The company’s 6% notes due 2024 were perhaps the busiest junk credit of the day, with over $40 million having changed hands. They ended at 85½ bid, down 4½ points, while its 5½% notes due 2021 lost 1 point to close at 89 bid, on over $14 million of volume.

Linn Energy’s 6½% notes due 2019 slid as low as 82½, before coming off that low to end at 83 bid – still well down from levels around 90 where the Houston-based energy company’s paper had traded at the end of last week. Over $24 million changed hands in odd-lot dealings alone, with a heavy volume of smaller round-lot trades as well.

Houston-based Halcon Resources’ 8 7/8% notes due 2021slid more than 8 points on the day to end at 68½ bid, on over $18 million of volume.

Indicators stay lower

Statistical indicators of junk market performance were lower across the board for a second consecutive session on Monday, after having been higher all around over the two sessions before that.

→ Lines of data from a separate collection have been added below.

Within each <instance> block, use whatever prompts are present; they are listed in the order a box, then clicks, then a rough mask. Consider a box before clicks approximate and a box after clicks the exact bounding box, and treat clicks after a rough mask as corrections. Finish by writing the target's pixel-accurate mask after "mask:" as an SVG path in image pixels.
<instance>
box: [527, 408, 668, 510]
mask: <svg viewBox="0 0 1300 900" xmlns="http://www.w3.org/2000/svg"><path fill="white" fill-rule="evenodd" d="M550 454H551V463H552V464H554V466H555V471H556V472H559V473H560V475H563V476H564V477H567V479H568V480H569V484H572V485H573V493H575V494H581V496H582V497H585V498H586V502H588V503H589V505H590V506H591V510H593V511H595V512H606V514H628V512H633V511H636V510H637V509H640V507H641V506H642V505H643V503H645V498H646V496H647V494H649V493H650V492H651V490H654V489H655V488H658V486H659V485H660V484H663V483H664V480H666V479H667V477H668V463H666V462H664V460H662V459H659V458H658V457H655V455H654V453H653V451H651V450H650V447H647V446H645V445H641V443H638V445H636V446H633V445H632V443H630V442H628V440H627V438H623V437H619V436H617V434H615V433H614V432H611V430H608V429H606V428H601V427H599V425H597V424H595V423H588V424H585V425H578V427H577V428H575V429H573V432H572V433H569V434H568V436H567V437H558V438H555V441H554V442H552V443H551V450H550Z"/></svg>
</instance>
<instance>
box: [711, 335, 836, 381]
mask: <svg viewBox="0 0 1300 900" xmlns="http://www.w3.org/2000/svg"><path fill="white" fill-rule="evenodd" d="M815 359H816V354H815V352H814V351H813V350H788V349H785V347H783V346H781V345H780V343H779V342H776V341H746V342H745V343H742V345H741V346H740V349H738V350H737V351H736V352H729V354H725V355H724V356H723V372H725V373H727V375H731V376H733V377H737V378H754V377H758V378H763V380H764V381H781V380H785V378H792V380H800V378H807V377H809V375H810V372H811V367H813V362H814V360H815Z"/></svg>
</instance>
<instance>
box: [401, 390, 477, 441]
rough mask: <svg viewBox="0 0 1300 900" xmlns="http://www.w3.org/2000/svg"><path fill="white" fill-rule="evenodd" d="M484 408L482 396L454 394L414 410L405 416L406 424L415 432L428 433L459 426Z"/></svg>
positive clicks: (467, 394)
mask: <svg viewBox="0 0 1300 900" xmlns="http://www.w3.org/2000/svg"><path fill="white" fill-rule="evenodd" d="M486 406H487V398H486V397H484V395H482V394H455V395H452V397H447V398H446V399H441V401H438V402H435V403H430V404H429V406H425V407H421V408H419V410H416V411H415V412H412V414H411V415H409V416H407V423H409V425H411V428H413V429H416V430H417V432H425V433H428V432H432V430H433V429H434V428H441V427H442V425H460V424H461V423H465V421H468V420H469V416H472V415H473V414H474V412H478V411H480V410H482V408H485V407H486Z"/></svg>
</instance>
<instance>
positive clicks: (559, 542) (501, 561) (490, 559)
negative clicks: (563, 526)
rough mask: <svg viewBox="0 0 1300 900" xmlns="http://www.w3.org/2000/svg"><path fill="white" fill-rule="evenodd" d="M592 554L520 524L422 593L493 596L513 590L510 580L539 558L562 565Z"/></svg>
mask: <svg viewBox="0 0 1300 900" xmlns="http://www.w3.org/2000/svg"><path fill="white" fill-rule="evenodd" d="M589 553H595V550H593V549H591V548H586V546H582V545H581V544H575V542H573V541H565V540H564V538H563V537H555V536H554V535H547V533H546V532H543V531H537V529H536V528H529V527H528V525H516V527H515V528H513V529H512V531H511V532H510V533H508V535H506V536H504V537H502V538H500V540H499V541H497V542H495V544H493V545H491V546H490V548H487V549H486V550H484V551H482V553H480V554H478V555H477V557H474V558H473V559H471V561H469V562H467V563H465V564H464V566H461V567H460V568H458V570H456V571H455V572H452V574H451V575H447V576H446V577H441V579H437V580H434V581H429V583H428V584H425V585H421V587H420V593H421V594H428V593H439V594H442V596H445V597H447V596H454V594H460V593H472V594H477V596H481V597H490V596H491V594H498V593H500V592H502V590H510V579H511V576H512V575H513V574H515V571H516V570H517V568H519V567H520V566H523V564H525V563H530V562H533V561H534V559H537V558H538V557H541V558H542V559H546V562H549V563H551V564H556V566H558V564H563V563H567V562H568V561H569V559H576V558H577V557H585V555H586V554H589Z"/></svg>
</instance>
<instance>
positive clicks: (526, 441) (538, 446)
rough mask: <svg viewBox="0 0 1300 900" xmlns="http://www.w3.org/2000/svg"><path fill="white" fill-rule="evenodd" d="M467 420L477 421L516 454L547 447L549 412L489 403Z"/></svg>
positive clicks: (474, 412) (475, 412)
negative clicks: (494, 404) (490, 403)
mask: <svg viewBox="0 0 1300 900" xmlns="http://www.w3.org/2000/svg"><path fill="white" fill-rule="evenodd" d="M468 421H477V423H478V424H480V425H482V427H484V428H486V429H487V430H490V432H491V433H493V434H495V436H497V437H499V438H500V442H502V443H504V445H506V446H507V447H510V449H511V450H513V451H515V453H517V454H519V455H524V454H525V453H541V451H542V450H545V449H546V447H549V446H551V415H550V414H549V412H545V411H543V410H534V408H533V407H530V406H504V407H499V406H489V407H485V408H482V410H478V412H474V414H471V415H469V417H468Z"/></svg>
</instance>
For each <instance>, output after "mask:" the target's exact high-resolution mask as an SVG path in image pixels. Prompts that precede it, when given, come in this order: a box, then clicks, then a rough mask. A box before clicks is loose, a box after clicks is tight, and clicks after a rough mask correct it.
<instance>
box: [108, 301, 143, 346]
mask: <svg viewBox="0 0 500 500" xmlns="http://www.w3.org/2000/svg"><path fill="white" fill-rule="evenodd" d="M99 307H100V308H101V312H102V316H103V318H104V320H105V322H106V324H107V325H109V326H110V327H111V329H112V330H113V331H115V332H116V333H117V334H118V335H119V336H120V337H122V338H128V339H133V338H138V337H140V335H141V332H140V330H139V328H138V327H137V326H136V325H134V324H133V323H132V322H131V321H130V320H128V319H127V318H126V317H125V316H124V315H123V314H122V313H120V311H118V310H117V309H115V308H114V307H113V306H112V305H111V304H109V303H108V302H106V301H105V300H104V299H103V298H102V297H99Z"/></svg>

The KDP High Yield Daily index plunged by 37 basis points to end at 71.33, on top of its 18 bps fall on Friday.

The yield ballooned out by 13 bps to 5.62%, after having risen by 8 bps on Friday.

The Markit CDX North American High Yield Series 23 index suffered its second straight loss on Monday, declining by 9/32 point to 107 bid, 107 1/32 offered. On Friday, the index had fallen by a similar 9/32 of a point.

The Merrill Lynch U.S. High Yield Master II index also spent a second successive session on the downside, moving down by 0.069%, in addition to the 0.228% that it lost on Friday.

That dropped its year-to-date return to 3.32% – its lowest level since Oct. 16, when it fell to 2.638%. That was down from 3.998% on Friday and well down from its peak level for the year of 5.847%, recorded on Sept. 1.

According to the Finra-Bloomberg Active US High Yield Bond index, junk market volume rose to $$3.379 billion on Monday from just $292 million during Friday’s abbreviated and only lightly-attended session.

Funds gain $45 million

Flows of fresh cash into and out of high-yield mutual funds and exchange-traded funds – considered a reliable barometer of overall junk market liquidity trends – showed a small inflow during the latest reporting week, partially rebounding from a larger outflow seen the week before.

Market sources familiar with the fund-flow statistics generated by AMG Data Services Inc. said that some $44. 487 million more came into those weekly reporting-only funds than left them during the week ended Nov. 26. The figures normally circulate on the junk market late in the day on Thursday, but were delayed this week due to Thursday’s market close due to the Thanksgiving holiday.

That followed the $280.7 million outflow reported by Arcata, Calif.-based AMG, a unit of the Lipper analytics division of Thomson Reuters Corp., for the seven-day period ended Nov. 19, which had snapped a winning streak of four consecutive weekly inflows.